Rumsfeld confirmed assertions by military commanders and other officials
that at least two shipments of advanced IEDs arrived in Iraq from Iran, Middle East Newsline reported. They
said these IEDs were used in a series of attacks by Sunni insurgents against
U.S.
armored forces in the Sunni Triangle in July.
Officials said the shaped-charge roadside bomb contained a projectile
designed to penetrate the belly of the armored vehicle. They said the U.S.
Army has also found an Iranian-origin IED meant to direct the blast up into
the targeted vehicle.
The Iranian IEDs were said to have been designed or produced with
assistance from the Beirut-based Hizbullah, sponsored by Teheran. But
officials said the bomb that destroyed a U.S. Marine Corps 27-ton amphibious
assault carrier in Haditha on Aug. 3 was not a shaped charge IED. Fourteen
U.S. soldiers were killed in the blast, which officials said stemmed from a
huge bomb.
Officials said the appearance of shaped charges represented a serious
threat to the military in Iraq. They said the shaped charge, which until
July 2005 was not employed by Iraqi insurgents, could penetrate the most
heavily-protected of U.S. armored vehicles.
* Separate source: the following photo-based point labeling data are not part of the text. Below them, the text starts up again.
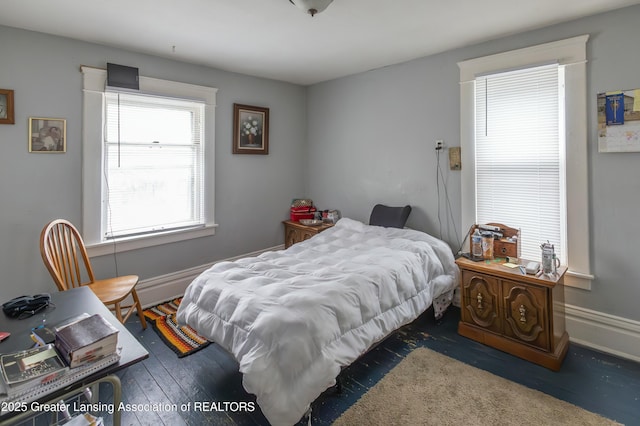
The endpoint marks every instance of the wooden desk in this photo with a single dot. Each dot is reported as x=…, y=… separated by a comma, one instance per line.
x=65, y=305
x=294, y=232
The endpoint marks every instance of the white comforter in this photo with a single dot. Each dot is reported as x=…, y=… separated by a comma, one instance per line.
x=293, y=318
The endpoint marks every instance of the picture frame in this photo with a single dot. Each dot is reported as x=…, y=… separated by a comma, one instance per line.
x=47, y=135
x=6, y=107
x=250, y=129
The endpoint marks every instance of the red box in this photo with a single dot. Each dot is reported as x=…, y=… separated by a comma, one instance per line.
x=305, y=212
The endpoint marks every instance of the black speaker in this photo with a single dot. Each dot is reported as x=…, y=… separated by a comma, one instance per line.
x=122, y=76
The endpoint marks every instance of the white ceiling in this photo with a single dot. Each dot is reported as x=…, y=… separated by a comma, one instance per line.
x=274, y=39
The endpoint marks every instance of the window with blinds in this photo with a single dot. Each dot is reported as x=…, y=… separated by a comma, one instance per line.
x=519, y=141
x=153, y=164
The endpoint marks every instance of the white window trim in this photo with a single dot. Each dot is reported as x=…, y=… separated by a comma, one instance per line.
x=572, y=54
x=94, y=83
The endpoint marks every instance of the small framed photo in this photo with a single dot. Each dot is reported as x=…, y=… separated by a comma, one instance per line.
x=6, y=107
x=250, y=129
x=48, y=135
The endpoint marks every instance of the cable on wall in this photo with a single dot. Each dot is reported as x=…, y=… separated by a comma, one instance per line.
x=440, y=175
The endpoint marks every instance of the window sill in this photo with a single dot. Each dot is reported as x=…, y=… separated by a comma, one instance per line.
x=134, y=243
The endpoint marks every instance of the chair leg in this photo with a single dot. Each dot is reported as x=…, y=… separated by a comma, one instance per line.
x=143, y=321
x=118, y=312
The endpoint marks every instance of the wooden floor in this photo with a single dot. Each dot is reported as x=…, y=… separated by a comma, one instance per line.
x=595, y=381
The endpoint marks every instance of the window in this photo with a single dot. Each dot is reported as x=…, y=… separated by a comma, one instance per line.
x=153, y=161
x=150, y=153
x=519, y=168
x=514, y=87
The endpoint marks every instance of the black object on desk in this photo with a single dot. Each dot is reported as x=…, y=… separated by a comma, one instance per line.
x=64, y=305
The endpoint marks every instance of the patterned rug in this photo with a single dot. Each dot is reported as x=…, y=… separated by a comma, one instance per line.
x=183, y=340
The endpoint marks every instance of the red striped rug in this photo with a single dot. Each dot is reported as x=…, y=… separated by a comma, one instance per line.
x=183, y=340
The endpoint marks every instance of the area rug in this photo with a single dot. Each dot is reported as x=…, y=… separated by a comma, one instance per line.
x=183, y=340
x=428, y=388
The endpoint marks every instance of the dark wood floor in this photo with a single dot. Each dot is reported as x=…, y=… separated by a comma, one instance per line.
x=595, y=381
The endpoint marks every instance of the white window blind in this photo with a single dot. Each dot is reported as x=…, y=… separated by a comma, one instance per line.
x=153, y=163
x=519, y=165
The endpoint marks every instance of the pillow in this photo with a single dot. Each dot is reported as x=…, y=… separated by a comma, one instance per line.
x=389, y=217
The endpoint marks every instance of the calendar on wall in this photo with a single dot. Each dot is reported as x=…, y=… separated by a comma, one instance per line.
x=619, y=121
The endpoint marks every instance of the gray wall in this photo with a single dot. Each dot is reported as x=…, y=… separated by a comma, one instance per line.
x=252, y=191
x=371, y=139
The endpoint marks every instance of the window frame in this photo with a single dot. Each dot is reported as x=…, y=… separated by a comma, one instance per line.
x=94, y=84
x=570, y=53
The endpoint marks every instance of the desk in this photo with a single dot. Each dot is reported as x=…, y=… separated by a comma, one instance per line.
x=65, y=305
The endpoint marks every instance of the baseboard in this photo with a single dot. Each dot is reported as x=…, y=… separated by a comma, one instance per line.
x=603, y=332
x=166, y=287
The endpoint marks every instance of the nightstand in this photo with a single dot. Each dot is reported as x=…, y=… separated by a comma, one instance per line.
x=519, y=314
x=294, y=232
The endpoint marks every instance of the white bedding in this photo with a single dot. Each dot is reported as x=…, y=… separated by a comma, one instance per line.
x=293, y=318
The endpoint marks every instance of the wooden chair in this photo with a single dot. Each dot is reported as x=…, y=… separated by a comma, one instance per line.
x=66, y=258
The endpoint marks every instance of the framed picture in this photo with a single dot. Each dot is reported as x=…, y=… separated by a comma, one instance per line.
x=6, y=107
x=250, y=129
x=47, y=135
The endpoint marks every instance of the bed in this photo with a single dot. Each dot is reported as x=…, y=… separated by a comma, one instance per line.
x=293, y=318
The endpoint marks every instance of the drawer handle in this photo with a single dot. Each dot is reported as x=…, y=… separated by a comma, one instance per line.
x=523, y=313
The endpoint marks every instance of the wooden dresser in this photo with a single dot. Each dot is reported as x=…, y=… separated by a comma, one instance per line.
x=294, y=232
x=519, y=314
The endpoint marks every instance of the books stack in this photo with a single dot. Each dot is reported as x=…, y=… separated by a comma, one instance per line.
x=30, y=368
x=86, y=340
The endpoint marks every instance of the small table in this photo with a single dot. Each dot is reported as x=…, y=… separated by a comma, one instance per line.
x=294, y=232
x=516, y=313
x=67, y=304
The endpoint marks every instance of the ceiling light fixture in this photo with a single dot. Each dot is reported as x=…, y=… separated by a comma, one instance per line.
x=311, y=6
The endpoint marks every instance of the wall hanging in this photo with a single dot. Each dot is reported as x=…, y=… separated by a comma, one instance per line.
x=47, y=135
x=250, y=129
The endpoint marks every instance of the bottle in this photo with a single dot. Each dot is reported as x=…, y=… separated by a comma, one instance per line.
x=476, y=244
x=487, y=246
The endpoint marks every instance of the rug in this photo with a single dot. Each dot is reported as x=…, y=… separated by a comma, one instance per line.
x=183, y=340
x=428, y=388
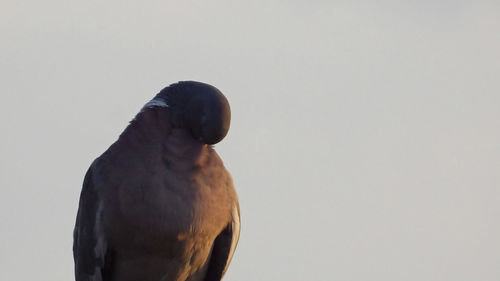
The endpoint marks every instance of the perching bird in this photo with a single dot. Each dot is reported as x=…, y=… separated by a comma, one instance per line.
x=159, y=204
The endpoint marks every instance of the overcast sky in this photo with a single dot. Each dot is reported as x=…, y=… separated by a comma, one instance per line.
x=364, y=144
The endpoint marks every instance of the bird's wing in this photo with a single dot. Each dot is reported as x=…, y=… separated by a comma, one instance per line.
x=90, y=249
x=224, y=247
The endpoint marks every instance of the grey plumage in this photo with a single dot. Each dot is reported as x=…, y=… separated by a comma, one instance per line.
x=159, y=204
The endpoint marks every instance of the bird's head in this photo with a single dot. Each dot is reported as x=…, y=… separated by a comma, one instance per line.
x=200, y=108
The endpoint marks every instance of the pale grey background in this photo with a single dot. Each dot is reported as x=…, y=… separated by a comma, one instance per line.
x=365, y=139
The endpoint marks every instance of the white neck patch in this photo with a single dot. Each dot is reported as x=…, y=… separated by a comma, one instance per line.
x=152, y=103
x=156, y=102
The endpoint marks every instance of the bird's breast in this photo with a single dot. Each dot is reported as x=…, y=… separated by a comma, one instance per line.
x=180, y=198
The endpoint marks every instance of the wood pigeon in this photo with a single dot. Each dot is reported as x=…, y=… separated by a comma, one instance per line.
x=159, y=204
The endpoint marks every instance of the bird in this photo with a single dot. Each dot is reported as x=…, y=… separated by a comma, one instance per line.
x=159, y=204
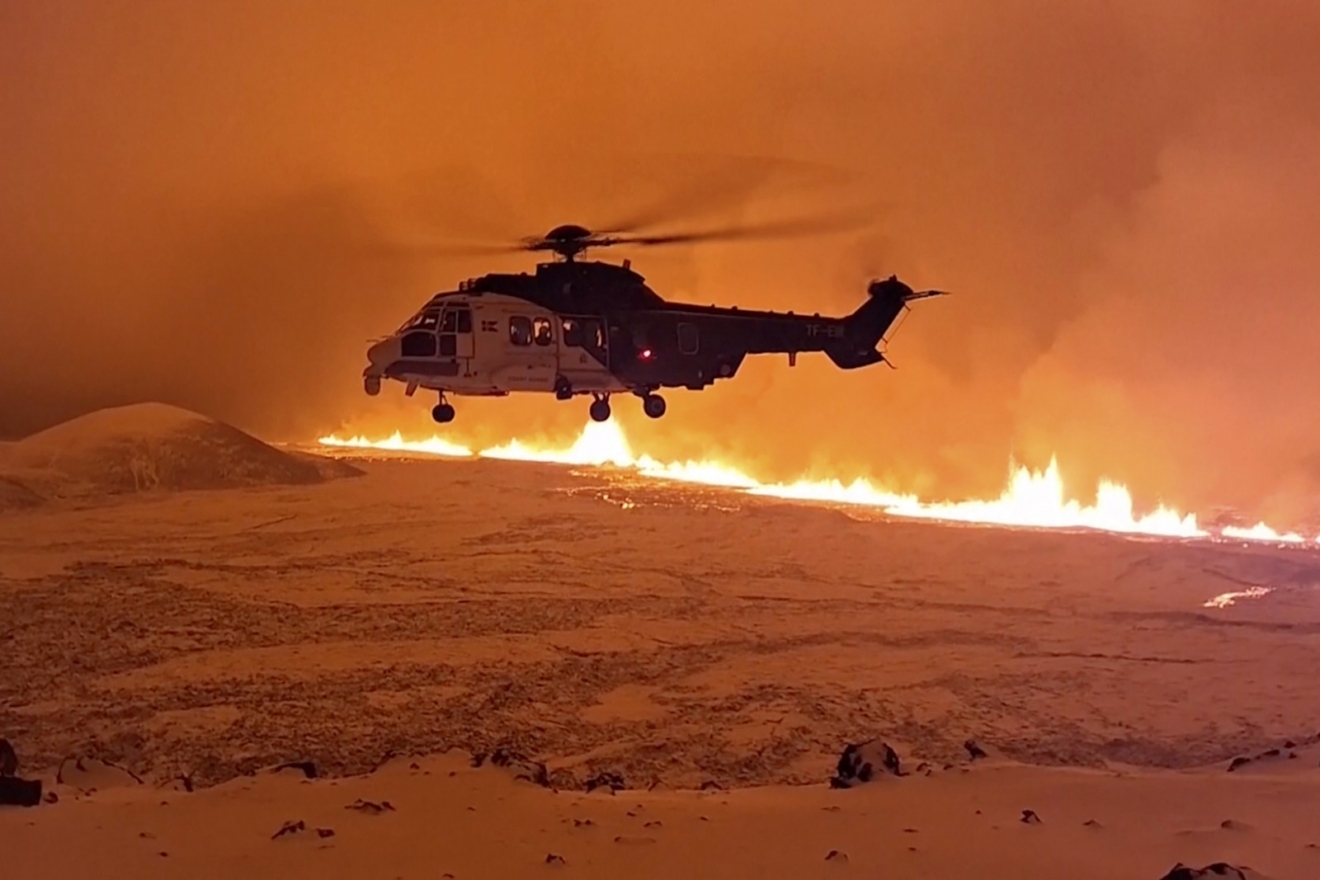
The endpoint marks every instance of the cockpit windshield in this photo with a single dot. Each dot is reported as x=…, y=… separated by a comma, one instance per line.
x=425, y=319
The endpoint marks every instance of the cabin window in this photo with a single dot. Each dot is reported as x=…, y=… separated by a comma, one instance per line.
x=688, y=338
x=541, y=331
x=520, y=330
x=419, y=345
x=572, y=333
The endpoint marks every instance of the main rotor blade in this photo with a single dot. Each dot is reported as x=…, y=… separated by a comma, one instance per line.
x=775, y=230
x=730, y=184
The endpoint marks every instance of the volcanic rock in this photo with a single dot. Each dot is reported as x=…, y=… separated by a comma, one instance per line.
x=371, y=806
x=291, y=827
x=518, y=765
x=90, y=773
x=1217, y=870
x=8, y=759
x=306, y=768
x=16, y=792
x=862, y=763
x=606, y=780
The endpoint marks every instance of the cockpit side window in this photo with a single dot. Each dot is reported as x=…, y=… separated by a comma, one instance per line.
x=520, y=330
x=421, y=321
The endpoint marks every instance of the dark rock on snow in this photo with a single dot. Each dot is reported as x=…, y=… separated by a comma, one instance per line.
x=1217, y=870
x=862, y=763
x=606, y=780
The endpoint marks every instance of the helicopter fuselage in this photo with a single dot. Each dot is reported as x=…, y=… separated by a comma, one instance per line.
x=595, y=329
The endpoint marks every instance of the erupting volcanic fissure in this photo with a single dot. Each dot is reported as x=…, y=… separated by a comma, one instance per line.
x=1031, y=499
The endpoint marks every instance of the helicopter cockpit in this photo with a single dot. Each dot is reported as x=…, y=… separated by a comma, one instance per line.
x=425, y=319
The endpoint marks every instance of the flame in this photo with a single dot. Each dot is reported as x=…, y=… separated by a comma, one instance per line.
x=1226, y=599
x=1031, y=499
x=1261, y=532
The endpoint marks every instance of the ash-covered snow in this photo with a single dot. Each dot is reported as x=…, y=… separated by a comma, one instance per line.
x=147, y=447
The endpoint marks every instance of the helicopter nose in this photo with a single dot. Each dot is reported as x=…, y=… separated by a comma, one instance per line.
x=383, y=354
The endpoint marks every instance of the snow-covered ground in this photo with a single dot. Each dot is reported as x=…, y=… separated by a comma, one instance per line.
x=673, y=635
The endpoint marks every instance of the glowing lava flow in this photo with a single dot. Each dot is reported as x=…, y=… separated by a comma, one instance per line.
x=1032, y=499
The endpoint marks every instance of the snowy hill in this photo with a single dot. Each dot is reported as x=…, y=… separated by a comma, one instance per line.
x=148, y=447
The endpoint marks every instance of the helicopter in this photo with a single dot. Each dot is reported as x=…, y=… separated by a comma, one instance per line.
x=592, y=327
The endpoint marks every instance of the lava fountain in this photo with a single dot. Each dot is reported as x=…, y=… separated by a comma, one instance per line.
x=1031, y=499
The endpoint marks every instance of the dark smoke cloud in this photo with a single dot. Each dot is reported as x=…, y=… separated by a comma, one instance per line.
x=219, y=203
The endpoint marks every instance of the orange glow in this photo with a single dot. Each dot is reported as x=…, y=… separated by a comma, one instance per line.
x=1031, y=499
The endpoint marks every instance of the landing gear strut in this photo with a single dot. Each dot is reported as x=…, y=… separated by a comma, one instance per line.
x=442, y=412
x=652, y=405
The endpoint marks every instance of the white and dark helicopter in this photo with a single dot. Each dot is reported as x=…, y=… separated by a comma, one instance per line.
x=590, y=327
"Iraqi border guards have seized several shipments of shaped charges and
components from Iran," the official said. "The assessment is that the
shipments were being arranged by the Islamic Revolutionary Guard Corps."
The last shipment from Iran, the official said, was on July 20. He said
the delivery contained four bombs and resembled those used
by Hizbullah in southern Lebanon in the 1990s.
Iran was also said to have been helping Sunni insurgents manufacture
shaped charges in Iraq. Officials said at least one insurgency cell in
Baghdad has been attempting to manufacture these bombs.
"Clearly, improvised explosive devices, vehicle-borne improvised
explosive devices, some with newer technologies these days, are going to
change our tactics, techniques and procedures and some of the technology
that we'll bring to the fight," Gen. Richard Myers, chairman of the Joint
Chiefs of Staff, said. "Obviously we're going to try to do that."